Staff Charge-Out Rate Calculator
How to Calculate Staff Charge-Out Rates
Determining the correct charge-out rate for your employees is critical for maintaining a profitable service-based business. If you set rates too low, you fail to cover overheads; too high, and you may price yourself out of the market.
The standard formula for calculating a charge-out rate involves three primary components:
- Labor Cost: The base salary paid to the employee.
- Overheads: The "burdened" costs of employment, including office rent, utilities, insurance, software licenses, and payroll taxes.
- Profit Margin: The percentage of profit the business intends to make on top of all expenses.
The Charge-Out Formula
The mathematical approach used by professional service firms (like accounting or engineering practices) is as follows:
Total Annual Cost = (Base Salary + Annual Overheads)
Required Annual Revenue = Total Annual Cost / (1 – Desired Profit Margin %)
Hourly Charge-Out Rate = Required Annual Revenue / Annual Billable Hours
Understanding Billable Hours
It is a mistake to divide costs by total working hours (e.g., 2,080 hours for a 40-hour week).
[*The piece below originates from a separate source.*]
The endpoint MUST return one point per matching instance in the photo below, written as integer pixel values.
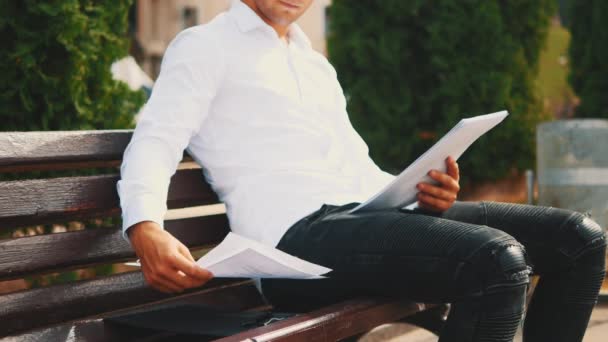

You must account for "leakage" such as:
- Annual leave and public holidays.
- Sick leave and personal days.
- Internal meetings and administrative tasks.
- Professional development and training.
A realistic billable target for most staff ranges between 1,400 and 1,600 hours per year, depending on the industry and seniority level.
Example Calculation
If an employee earns $80,000, and their share of overheads is $20,000, your total cost is $100,000. If you want a 20% profit margin, you need to generate $125,000 in revenue from that staff member. If they can realistically bill 1,500 hours per year, their hourly rate should be $83.33.